Park Chihyun, Yun So Jeong, Ryu Sung Jin, Lee Soyoung, Lee Young-Sam, Yoon Youngmi, Park Sang Chul
Well-Aging Research Center, Samsung Advanced Institute of Technology, Samsung Electronics, Suwon, South Korea.
Biomedical HPC Technology Research Center, Korean Institute of Science and Technology Information, Daejeon, South Korea.
BMC Syst Biol. 2017 Mar 15;11(1):36. doi: 10.1186/s12918-017-0417-1.
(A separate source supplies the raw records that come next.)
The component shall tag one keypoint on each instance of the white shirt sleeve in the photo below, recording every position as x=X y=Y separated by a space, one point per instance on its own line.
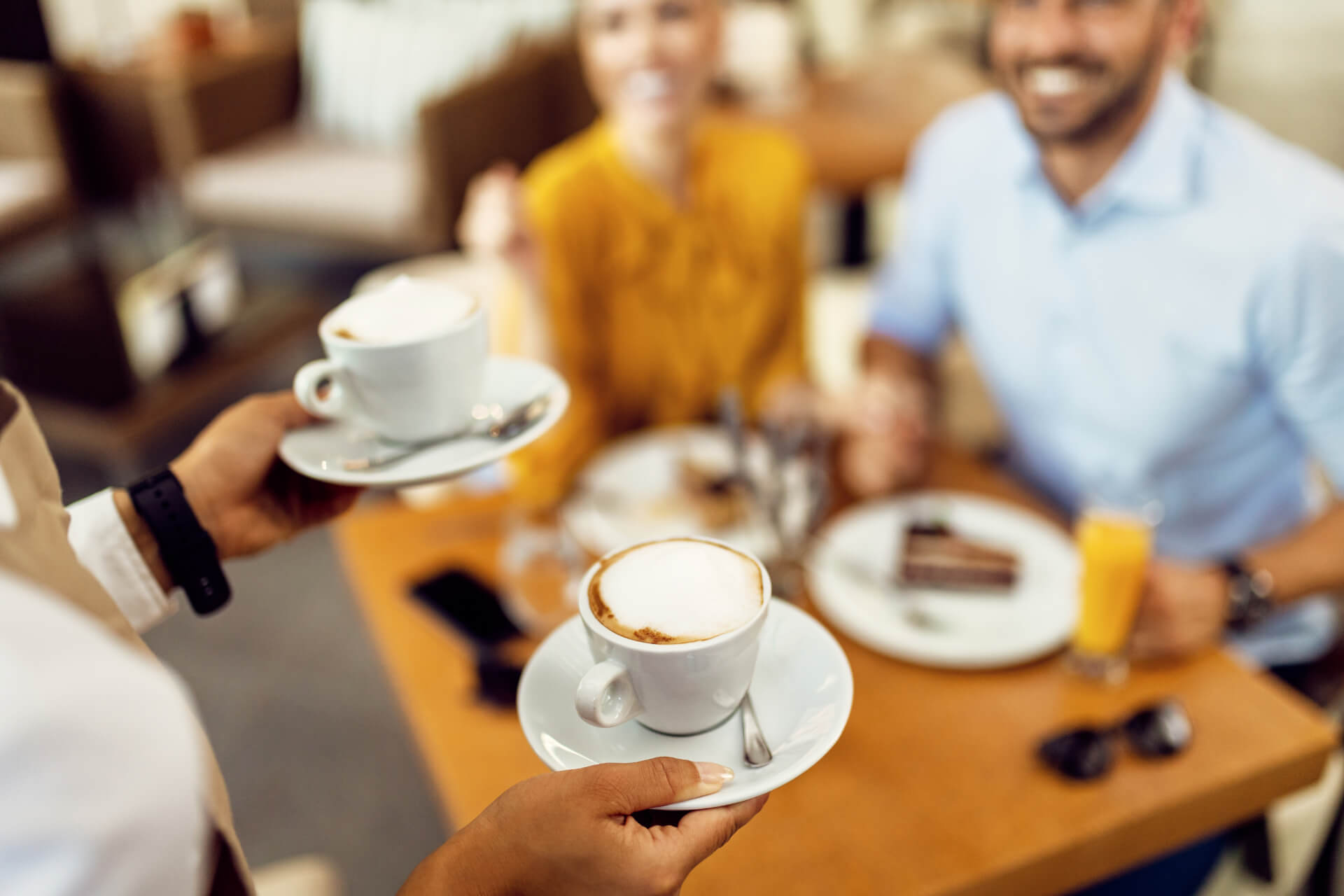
x=101 y=766
x=105 y=547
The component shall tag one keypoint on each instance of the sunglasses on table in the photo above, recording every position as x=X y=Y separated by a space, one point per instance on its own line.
x=1088 y=752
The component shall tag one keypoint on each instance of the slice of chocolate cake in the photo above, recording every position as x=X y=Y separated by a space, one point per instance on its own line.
x=934 y=556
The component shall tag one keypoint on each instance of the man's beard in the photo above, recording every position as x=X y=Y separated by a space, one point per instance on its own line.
x=1114 y=112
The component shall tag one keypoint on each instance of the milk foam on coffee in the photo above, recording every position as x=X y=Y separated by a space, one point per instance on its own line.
x=676 y=592
x=401 y=312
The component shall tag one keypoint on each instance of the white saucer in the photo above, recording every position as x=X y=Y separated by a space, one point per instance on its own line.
x=319 y=451
x=802 y=694
x=859 y=550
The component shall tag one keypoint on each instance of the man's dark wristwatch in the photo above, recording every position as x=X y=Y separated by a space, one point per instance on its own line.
x=186 y=548
x=1250 y=596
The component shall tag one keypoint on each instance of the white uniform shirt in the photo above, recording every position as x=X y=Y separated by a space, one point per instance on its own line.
x=101 y=767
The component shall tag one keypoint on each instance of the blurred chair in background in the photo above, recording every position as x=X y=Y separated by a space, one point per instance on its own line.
x=342 y=134
x=35 y=191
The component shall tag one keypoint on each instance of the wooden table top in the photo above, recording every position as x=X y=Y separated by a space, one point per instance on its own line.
x=932 y=789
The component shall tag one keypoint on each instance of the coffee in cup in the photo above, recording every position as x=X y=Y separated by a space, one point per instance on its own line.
x=406 y=360
x=675 y=628
x=676 y=592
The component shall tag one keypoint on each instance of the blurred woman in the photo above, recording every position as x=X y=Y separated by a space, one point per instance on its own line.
x=663 y=248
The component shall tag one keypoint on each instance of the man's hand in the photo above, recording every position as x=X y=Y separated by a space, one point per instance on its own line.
x=571 y=832
x=245 y=498
x=1184 y=610
x=886 y=434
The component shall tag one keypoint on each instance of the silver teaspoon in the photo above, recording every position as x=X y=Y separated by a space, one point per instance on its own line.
x=493 y=428
x=756 y=750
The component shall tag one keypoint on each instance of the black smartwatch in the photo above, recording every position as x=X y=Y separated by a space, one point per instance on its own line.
x=1250 y=596
x=186 y=548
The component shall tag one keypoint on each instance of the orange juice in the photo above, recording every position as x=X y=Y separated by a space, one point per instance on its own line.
x=1114 y=551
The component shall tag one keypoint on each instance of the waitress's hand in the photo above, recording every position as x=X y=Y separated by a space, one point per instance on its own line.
x=571 y=833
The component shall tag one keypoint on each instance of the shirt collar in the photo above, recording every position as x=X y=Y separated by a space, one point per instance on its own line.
x=1158 y=172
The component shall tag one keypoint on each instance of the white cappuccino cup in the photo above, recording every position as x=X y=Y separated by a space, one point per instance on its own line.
x=675 y=628
x=406 y=360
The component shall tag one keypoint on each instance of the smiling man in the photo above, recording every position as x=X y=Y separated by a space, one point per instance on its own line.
x=1154 y=289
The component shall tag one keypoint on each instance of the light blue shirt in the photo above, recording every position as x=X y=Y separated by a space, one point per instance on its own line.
x=1176 y=335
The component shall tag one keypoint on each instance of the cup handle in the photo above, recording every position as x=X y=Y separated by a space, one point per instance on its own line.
x=606 y=696
x=308 y=383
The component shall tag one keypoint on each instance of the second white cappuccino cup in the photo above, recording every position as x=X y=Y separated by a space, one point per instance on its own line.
x=672 y=688
x=406 y=360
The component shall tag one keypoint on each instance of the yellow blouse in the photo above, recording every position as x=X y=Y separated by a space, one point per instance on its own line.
x=655 y=308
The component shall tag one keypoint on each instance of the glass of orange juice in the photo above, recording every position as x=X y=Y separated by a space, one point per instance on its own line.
x=1114 y=547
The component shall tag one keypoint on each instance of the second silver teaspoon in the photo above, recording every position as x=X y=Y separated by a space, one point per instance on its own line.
x=502 y=428
x=756 y=750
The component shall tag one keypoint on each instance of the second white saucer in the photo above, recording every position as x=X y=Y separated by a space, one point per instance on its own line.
x=803 y=691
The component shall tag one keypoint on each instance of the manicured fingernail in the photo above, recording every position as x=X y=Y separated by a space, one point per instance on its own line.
x=713 y=774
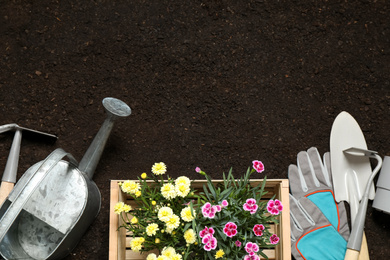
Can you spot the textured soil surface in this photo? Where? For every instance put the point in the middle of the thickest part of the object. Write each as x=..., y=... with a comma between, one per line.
x=214, y=84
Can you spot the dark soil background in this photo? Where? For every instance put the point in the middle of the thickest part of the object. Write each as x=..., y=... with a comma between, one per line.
x=214, y=84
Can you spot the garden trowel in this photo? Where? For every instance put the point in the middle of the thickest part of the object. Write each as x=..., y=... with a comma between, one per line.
x=10, y=171
x=350, y=173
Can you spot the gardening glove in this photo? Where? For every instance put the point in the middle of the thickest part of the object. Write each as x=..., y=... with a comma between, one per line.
x=313, y=237
x=312, y=179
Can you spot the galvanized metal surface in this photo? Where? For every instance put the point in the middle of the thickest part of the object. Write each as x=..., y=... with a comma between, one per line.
x=55, y=201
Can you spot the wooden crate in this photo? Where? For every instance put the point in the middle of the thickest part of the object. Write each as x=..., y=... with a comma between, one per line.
x=119, y=242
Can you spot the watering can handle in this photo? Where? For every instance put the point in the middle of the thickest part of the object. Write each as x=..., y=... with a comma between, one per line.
x=21, y=199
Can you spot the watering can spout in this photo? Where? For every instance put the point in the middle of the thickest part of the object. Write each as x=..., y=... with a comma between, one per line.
x=115, y=109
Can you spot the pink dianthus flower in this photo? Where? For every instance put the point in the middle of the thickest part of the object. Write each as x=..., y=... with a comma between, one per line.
x=258, y=166
x=258, y=229
x=251, y=248
x=230, y=229
x=250, y=206
x=274, y=239
x=274, y=207
x=210, y=242
x=208, y=211
x=206, y=231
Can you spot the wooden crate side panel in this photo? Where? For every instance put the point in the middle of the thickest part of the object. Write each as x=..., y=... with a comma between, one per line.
x=285, y=238
x=117, y=238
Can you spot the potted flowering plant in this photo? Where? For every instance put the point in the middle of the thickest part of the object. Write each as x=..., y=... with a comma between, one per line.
x=232, y=221
x=228, y=221
x=162, y=217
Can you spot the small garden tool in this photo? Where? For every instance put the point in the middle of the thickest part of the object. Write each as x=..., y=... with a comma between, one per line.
x=318, y=222
x=9, y=175
x=356, y=237
x=350, y=173
x=381, y=201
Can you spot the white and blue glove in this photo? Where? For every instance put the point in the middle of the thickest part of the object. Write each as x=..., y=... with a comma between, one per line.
x=319, y=225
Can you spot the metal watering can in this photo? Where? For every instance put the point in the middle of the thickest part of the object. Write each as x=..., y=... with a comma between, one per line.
x=55, y=201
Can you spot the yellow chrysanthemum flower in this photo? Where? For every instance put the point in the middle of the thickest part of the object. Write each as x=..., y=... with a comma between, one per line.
x=183, y=180
x=159, y=168
x=134, y=220
x=182, y=190
x=164, y=214
x=151, y=256
x=151, y=229
x=136, y=244
x=173, y=222
x=176, y=257
x=130, y=187
x=190, y=236
x=168, y=251
x=168, y=191
x=121, y=207
x=186, y=214
x=219, y=254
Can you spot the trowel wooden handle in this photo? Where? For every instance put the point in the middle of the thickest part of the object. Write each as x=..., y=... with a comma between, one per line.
x=351, y=254
x=5, y=190
x=356, y=255
x=364, y=255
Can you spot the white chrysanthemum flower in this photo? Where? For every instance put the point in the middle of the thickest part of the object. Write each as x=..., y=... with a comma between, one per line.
x=136, y=244
x=186, y=214
x=151, y=256
x=151, y=229
x=168, y=251
x=164, y=214
x=176, y=257
x=173, y=222
x=159, y=168
x=182, y=190
x=168, y=191
x=130, y=187
x=121, y=207
x=190, y=236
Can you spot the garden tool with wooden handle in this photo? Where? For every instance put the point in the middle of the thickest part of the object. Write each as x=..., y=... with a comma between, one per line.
x=9, y=176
Cellular senescence irreversibly arrests growth of human diploid cells. In addition, recent studies have indicated that senescence is a multi-step evolving process related to important complex biological processes. Most studies analyzed only the genes and their functions representing each senescence phase without considering gene-level interactions and continuously perturbed genes. It is necessary to reveal the genotypic mechanism inferred by affected genes and their interaction underlying the senescence process.
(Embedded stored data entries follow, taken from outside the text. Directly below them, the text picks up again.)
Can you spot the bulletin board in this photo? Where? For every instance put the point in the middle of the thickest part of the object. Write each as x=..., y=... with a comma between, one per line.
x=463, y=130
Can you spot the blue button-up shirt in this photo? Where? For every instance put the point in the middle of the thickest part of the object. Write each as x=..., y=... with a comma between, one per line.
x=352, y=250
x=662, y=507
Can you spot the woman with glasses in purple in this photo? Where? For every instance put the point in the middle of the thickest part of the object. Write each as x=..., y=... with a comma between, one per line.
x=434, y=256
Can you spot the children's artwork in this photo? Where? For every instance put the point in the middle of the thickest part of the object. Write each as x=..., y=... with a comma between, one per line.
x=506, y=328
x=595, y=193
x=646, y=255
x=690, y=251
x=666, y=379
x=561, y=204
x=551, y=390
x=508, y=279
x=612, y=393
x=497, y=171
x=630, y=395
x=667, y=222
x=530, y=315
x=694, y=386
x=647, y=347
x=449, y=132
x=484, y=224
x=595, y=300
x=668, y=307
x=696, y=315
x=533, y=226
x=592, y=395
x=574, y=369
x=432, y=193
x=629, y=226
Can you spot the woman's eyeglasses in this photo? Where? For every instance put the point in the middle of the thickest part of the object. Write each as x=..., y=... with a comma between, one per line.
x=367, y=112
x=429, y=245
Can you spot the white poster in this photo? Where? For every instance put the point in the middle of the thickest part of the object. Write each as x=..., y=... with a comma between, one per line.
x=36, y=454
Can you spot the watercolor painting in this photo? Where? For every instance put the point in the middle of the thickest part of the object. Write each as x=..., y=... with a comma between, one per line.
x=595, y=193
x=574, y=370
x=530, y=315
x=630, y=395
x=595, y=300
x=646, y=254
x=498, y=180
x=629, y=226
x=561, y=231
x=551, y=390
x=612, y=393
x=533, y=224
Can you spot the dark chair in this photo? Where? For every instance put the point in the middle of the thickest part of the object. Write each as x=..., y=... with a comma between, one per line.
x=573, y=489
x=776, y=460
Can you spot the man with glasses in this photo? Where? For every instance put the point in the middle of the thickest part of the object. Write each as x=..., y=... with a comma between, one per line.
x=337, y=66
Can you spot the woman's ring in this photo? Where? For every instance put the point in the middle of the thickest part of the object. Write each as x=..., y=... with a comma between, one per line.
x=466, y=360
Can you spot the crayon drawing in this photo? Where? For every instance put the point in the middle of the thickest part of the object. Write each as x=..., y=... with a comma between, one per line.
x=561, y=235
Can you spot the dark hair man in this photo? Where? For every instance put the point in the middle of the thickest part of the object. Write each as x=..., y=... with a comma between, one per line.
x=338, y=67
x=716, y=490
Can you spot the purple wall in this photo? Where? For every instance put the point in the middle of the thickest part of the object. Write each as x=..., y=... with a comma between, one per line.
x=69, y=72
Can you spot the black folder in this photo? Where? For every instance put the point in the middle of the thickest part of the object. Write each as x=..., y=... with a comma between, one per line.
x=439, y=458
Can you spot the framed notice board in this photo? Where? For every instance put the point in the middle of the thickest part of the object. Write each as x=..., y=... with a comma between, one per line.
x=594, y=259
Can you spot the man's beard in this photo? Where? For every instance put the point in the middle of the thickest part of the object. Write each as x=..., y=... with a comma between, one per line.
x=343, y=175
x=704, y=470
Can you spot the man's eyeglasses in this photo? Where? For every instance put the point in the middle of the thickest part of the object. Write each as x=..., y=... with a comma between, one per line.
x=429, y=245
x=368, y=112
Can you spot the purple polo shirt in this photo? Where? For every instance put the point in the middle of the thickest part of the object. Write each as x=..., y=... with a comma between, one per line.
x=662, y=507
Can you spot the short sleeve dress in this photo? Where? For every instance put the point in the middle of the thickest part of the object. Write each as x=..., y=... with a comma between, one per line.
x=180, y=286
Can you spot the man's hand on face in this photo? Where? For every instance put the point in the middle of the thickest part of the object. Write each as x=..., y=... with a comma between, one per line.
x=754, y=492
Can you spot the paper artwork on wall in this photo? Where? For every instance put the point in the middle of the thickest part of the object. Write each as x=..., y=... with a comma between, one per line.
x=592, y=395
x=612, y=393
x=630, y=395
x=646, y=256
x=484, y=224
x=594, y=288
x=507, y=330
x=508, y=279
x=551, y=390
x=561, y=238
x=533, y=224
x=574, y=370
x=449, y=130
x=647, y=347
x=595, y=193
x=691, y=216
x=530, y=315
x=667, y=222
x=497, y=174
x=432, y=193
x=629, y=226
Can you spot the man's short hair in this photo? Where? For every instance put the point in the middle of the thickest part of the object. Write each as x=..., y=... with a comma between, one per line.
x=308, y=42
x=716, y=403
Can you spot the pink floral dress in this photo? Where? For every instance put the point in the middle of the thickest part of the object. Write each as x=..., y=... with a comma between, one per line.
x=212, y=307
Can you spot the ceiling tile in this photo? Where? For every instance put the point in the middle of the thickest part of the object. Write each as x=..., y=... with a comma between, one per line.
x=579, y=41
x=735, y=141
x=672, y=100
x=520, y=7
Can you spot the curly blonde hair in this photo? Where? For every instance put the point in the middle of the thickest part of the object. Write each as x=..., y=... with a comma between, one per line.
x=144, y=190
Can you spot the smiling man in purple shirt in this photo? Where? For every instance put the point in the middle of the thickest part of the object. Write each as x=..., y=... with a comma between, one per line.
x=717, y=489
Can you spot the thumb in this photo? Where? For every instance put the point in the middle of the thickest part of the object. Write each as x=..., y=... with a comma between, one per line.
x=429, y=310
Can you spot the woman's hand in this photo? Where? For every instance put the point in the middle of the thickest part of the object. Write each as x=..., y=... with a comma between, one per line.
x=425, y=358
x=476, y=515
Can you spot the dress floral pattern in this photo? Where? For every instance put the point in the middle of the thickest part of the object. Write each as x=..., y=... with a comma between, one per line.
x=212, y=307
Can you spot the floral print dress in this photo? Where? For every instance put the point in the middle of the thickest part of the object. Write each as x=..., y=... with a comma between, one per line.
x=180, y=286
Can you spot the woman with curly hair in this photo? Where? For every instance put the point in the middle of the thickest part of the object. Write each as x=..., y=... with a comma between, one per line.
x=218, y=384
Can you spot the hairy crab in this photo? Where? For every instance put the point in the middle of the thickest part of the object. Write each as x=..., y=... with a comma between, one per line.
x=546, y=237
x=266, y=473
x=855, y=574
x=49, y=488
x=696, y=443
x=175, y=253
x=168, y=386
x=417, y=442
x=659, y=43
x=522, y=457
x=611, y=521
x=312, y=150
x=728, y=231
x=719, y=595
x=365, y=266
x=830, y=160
We suggested a novel computational approach to identify an integrative network which profiles an underlying genotypic signature from time-series gene expression data. The relatively perturbed genes were selected for each time point based on the proposed scoring measure denominated as perturbation scores. Then, the selected genes were integrated with protein-protein interactions to construct time point specific network. From these constructed networks, the conserved edges across time point were extracted for the common network and statistical test was performed to demonstrate that the network could explain the phenotypic alteration. As a result, it was confirmed that the difference of average perturbation scores of common networks at both two time points could explain the phenotypic alteration. We also performed functional enrichment on the common network and identified high association with phenotypic alteration. Remarkably, we observed that the identified cell cycle specific common network played an important role in replicative senescence as a key regulator.
Heretofore, the network analysis from time series gene expression data has been focused on what topological structure was changed over time point. Conversely, we focused on the conserved structure but its context was changed in course of time and showed it was available to explain the phenotypic changes. We expect that the proposed method will help to elucidate the biological mechanism unrevealed by the existing approaches.
细胞衰老会不可逆地阻止人类二倍体细胞的生长。此外,最近的研究表明,衰老是一个与重要复杂生物过程相关的多步骤演变过程。大多数研究仅分析了代表每个衰老阶段的基因及其功能,而没有考虑基因水平的相互作用和持续受干扰的基因。有必要揭示衰老过程中受影响基因及其相互作用所推断的基因型机制。
我们提出了一种新颖的计算方法来识别一个整合网络,该网络从时间序列基因表达数据中描绘出潜在的基因型特征。基于所提出的称为扰动分数的评分度量,为每个时间点选择相对受干扰的基因。然后,将选定的基因与蛋白质 - 蛋白质相互作用整合,构建特定时间点的网络。从这些构建的网络中,提取跨时间点的保守边以形成共同网络,并进行统计检验以证明该网络可以解释表型改变。结果证实,两个时间点的共同网络平均扰动分数的差异可以解释表型改变。我们还对共同网络进行了功能富集,并确定其与表型改变高度相关。值得注意的是,我们观察到所识别的细胞周期特异性共同网络作为关键调节因子在复制性衰老中起重要作用。
迄今为止,从时间序列基因表达数据进行的网络分析一直集中在随着时间点拓扑结构如何变化。相反,我们关注的是保守结构,但其背景会随时间变化,并表明它可用于解释表型变化。我们期望所提出的方法将有助于阐明现有方法未揭示的生物学机制。